Q: Should the fee for an application for full planning permission for ten static caravans on agricultural land be £220 for change of use or £2,200 on the basis of £220 for each residential unit?
A: The answer depends on whether the caravans involve operational development. If they fall within the statutory definition of a caravan given in the Caravan Sites and Control of Development Act 1960, as supplemented by section 13 of the Caravan Sites Act 1968, the application should be assessed as a change of use of the land on which the caravans are to be sited.
Subject to certain exceptions, the definition of a caravan includes "any structure designed or adapted for human habitation that is capable of being moved from one place to another, whether by being towed or by being transported on a motor vehicle or trailer, and any other motor vehicle so designed or adapted". Twin units comprising not more than two sections built or designed to be assembled on site by means of bolts, clamps or other devices and not exceeding 60 feet in length, 20 feet in width and 10 feet in height are also included.
Thus any structure falling outside these transportability and dimensional criteria or having a sufficient degree of permanence, for example through adaptations to physically attach it to the ground or to connect it to main services, will involve operational development. Such units are normally found at a static caravan site and will be classed as dwellinghouses.
The application fee should be calculated accordingly.
Q: A county council has identified a site that it owns for a building for adults with learning difficulties, although there seem to be few planning reasons for its choice and it appears to be contrary to an emerging local plan. Does the council need express permission for development on land within its ownership?
A: Express permission is required for the proposed development regardless of whether it is on council-owned land. Under regulation 3 of the Town and Country Planning General Regulations 1992, a local authority will generally apply to itself to develop land under its control, in the same manner as other applications, although this cannot be determined by any member or officer responsible for managing any land or buildings to which the application relates.
However, regulation 4 stipulates that where an authority has an interest in the land but does not propose to carry out the development itself and, were it not for that interest, the application would be determined by another body, it must be made to the responsible development control authority.
In this case, this would be the district council.
Where a planning authority proposes to grant permission for the development of local authority land that does not accord with one or more provisions of the development plan, it is required to notify the secretary of state of the application under the Town and Country Planning Directions 1999.
The regulations are explained in Circular 19/92.
Q: Unless prevented by a planning condition, flat-roofed areas associated with a dwellinghouse can be used for any purpose by the occupier, including sitting out. My client's property is directly overlooked by such a roof and the use causes a real problem with intrusion into privacy. However, the planning authority states that it is powerless to act. The parapet walls surrounding the roof are not compliant with the building regulations and the roof is not safe to use. Are you aware of any other legislation that can stop the use of the roof?
A: Sitting out or placing planters on a flat roof does not constitute development.

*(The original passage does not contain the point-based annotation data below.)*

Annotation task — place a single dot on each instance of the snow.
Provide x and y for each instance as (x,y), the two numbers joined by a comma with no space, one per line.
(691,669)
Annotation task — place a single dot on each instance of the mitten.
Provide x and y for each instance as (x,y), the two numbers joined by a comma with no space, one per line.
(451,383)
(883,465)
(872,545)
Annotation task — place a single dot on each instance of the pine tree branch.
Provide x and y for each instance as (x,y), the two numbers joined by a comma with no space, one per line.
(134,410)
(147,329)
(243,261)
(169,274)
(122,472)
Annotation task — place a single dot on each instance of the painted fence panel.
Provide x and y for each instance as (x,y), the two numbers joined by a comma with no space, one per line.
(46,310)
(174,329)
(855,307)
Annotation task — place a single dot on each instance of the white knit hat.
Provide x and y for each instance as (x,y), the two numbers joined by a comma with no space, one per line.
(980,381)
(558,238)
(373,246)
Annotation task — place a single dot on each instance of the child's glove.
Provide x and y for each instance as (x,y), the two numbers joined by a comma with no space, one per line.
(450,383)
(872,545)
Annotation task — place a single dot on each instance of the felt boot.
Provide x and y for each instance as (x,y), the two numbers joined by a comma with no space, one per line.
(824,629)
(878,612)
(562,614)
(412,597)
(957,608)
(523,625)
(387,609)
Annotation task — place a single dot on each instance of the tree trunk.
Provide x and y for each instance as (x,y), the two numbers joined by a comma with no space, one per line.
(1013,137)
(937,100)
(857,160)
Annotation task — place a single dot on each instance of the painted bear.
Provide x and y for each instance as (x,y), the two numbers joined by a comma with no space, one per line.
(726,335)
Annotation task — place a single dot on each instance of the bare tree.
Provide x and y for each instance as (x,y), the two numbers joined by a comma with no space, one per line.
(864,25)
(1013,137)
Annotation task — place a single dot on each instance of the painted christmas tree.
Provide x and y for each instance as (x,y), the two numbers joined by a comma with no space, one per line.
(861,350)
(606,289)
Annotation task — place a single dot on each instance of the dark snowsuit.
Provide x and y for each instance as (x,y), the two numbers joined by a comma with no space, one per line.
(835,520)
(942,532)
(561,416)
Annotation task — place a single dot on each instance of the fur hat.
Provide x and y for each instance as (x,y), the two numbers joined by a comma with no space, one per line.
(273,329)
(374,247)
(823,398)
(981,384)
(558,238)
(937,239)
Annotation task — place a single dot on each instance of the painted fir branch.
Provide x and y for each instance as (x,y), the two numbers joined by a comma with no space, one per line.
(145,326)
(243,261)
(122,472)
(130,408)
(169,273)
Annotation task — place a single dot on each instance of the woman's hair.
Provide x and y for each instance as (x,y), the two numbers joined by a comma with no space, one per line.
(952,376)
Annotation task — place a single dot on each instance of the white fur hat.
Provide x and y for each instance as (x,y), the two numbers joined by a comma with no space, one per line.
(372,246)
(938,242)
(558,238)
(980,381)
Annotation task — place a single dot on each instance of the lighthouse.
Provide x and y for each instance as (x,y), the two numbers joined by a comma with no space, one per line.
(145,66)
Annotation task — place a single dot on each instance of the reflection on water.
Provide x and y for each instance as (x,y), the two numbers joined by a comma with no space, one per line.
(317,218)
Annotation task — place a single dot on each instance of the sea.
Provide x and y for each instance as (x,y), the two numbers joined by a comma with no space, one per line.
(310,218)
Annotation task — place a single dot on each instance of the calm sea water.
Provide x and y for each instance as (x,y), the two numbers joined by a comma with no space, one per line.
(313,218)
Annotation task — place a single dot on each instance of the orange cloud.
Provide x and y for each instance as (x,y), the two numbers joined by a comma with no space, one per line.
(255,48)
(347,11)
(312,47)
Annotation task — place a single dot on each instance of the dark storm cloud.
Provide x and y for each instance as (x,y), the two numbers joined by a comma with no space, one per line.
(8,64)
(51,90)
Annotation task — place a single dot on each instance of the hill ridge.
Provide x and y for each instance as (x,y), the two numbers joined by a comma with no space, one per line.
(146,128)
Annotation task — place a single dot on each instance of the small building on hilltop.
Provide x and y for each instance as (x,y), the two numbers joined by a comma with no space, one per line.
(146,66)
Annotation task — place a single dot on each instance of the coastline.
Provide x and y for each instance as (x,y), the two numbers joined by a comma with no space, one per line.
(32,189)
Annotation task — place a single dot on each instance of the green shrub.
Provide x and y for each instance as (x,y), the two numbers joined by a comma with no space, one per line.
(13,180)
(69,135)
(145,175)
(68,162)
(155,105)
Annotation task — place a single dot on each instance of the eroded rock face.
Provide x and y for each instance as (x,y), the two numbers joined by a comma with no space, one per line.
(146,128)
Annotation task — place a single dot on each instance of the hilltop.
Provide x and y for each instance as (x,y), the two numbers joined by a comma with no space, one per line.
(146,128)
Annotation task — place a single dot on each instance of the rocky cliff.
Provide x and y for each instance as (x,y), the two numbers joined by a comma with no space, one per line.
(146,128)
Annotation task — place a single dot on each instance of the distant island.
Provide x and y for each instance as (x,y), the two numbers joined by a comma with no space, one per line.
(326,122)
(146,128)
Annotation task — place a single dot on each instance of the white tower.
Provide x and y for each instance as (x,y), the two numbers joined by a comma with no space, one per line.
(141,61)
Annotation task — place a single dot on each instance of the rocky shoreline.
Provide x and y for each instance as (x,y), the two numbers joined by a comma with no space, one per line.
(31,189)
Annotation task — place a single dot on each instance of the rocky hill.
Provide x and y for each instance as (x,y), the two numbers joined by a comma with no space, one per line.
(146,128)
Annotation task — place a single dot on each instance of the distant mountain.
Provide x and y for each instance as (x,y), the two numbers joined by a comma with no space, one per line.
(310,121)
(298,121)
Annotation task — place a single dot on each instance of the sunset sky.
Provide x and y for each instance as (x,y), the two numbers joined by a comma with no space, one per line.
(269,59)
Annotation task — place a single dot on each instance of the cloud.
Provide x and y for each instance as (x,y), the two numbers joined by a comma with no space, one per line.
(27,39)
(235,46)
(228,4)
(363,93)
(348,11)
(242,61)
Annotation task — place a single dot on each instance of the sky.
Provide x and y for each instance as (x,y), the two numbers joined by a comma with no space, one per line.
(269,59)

In addition, in accordance with the judgement in London Borough of Richmond-upon-Thames v Secretary of State for the Environment and Neale (1991), parapet walls fall to be considered against class B, part 1, schedule 2 of the General Permitted Development Order 1995 and are unlikely to require an express grant of permission. The planning authority's approach therefore appears correct.
However, it is possible that any unauthorised openings or replacement windows that have been inserted to facilitate the use of the roof could be considered to have a material effect on the external appearance of the dwelling and would thus be deemed to require permission. Apart from any breach of the building regulations, I doubt whether redress is available under human rights, antisocial behaviour or other legislation. Readers' views are invited.
Q: My client has built an extension that is not in accordance with a planning permission. A subsequent application to retain the extension was refused and an appeal dismissed. A revised application to retain the building in a modified form through partial demolition and making good was recently approved. I expected the permission to include a condition requiring the modification works to be carried out within a prescribed period, but instead there is only the standard time limit requiring the development to be commenced within five years. Can the planning authority now legitimately issue an enforcement notice in relation to the unlawful element of the works, as to do so would effectively nullify the value of the five years given to commence the work by the condition? If not, does this mean that my client can delay commencement of the works and then claim immunity under the four-year rule?
A: The new permission does not authorise the unlawful element or specify a deadline for its removal. The five-year time limit merely defines the life of the permission for the revised proposal. Consequently, the continued retention of the unlawful element remains unauthorised and would be in breach of both the original and the subsequent permission. I do not think that the time limit fetters the planning authority from serving an enforcement notice requiring works to be carried out to ensure that the extension is demolished or modified.